Understanding Convolution in Deep Learning (2015)(timdettmers.com) |
Understanding Convolution in Deep Learning (2015)(timdettmers.com) |
"Convolution with a kernel K" describes a system whose impulse response is K. In discrete time, suppose you have K=[1,2] and convolve [0,1,2,0] with it- you wind up with [0,1,3,2,0], if I'm awake enough for arithmetic.
Correlation with a kernel K is convolution with K time-reversed (i.e. [2,1])- you'd get [0,2,5,2,0] (again if I'm awake). Note that 5- right there, the input signal "lines up just right" with the kernel- 2x2 + 1x1. That's why it's called correlation- its output is big when the input looks like the kernel.
It's a binary operator on functions that yields a third function. It has a lot of useful properties and equivalences, like that it can be described as the product of two Fourier transforms (although that's very roundabout).
You're actually introduced to convolution in middle school when you're taught how to multiply monomials to build a polynomial (at my middle school they called it "FOIL").
That doesn't help one understand what it is at all. Convolution in DL is simply a set of dot products of a patch from the input with a bunch of filters. Each resulting dot product is simply a measure of similarity between a patch and a filter. That's all there is to it.

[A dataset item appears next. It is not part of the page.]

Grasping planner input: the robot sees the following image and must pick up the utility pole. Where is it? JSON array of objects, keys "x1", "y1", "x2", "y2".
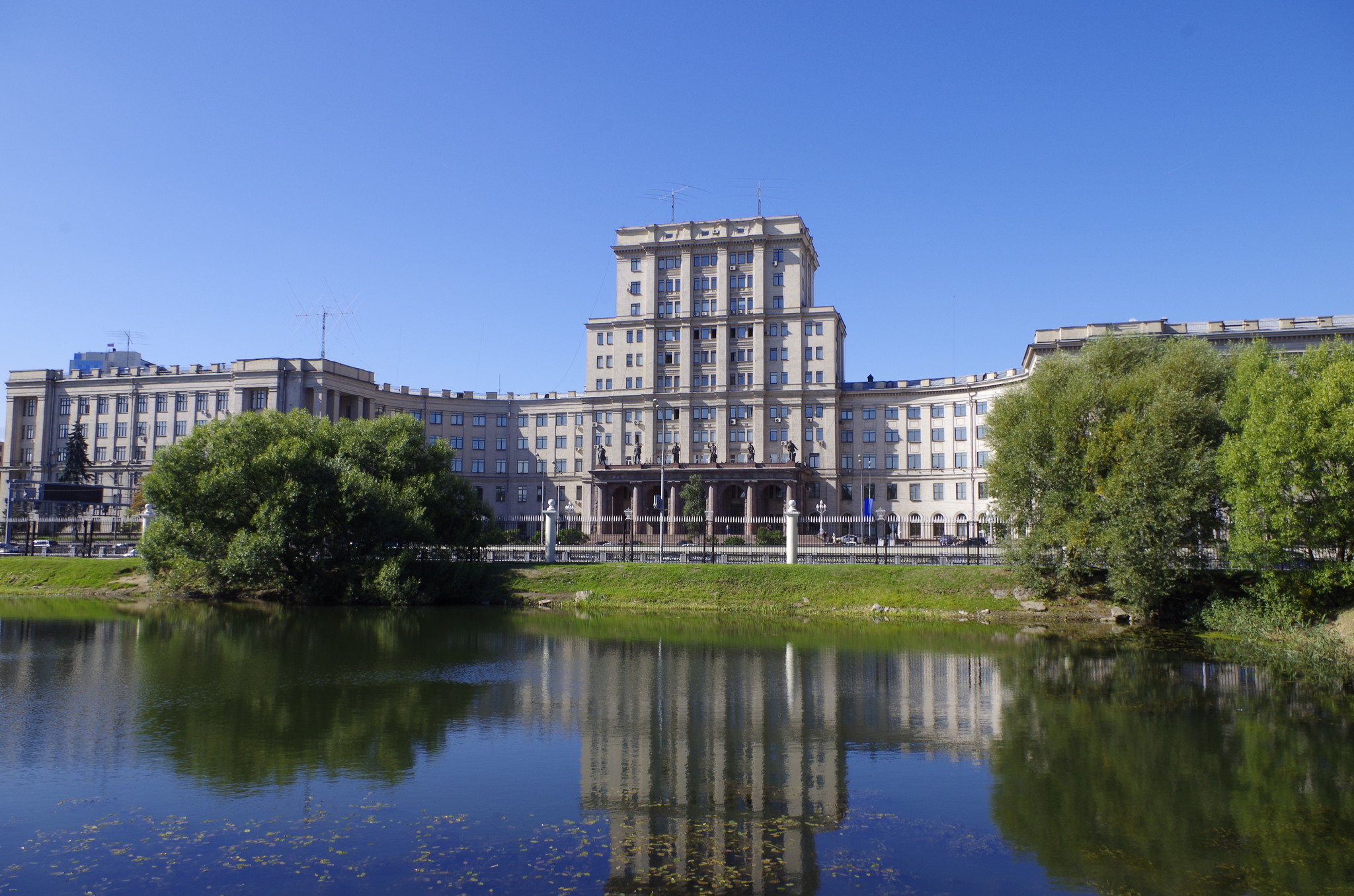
[{"x1": 297, "y1": 306, "x2": 352, "y2": 360}]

The idea behind convolution in deep learning is that, if a particular pattern of pixels is meaningful, then it is probably also meaningful if you shift the whole thing in some direction. So you can force some layers of the network to be the same under translation, and it'll be faster to pick up some sorts of patterns.
It's faster because its reduces the dimensionality of the inputs down to something manageable (hundreds or low thousands). You can replace convolutions with most other types of dimensionality reduction (including other types of layers) and outside of image tasks you'll get very similar or even better performance.
(Even before that it has been used in signal processing.)
> technically being simpler to compute.
They're equivalent, since the only meaningful way to "compute" a continuous convolution is symbolically, and discrete convolutions obey most of the same identities.
If one can place a lower bound on the time step resolution of a simulation then continuous convolutions are evaluated using discrete convolutions, which can represent the continuous case exactly via the Nyquist-Shannon sampling theorem.
Interestingly enough, to prove the Sampling Theorem you need to rely on the identity that multiplication in frequency is convolution in time, and to prove that it can't be realized in a physical system (breaks causality, since you multiply by a superposition of Heavisides which of course are infinitely long sinc functions in both directions of time).
And more interesting is that signals and systems is mostly applied dynamics and statistics, so it shouldn't be surprising if there's overlap.
1 : a form or shape that is folded in curved or tortuous windings e.g the convolutions of the intestines
2 : one of the irregular ridges on the surface of the brain and especially of the cerebrum of higher mammals
3 : a complication or intricacy of form, design, or structure … societies in which the convolutions of power and the caprices of the powerful are ever-present dangers to survival.
After this is clear read the mathematical idea on wikipedia. After reading that, do google scholar search on the AI papers that first mentioned it. That is the way to go.
Convolution of f and g at t is:
integration of f(x) * g(t - x)
Cross correlation(which is termed convolution in DL) at t is: integration of f(x) * g(t + x)
See the figure in the wikipedia page you shared.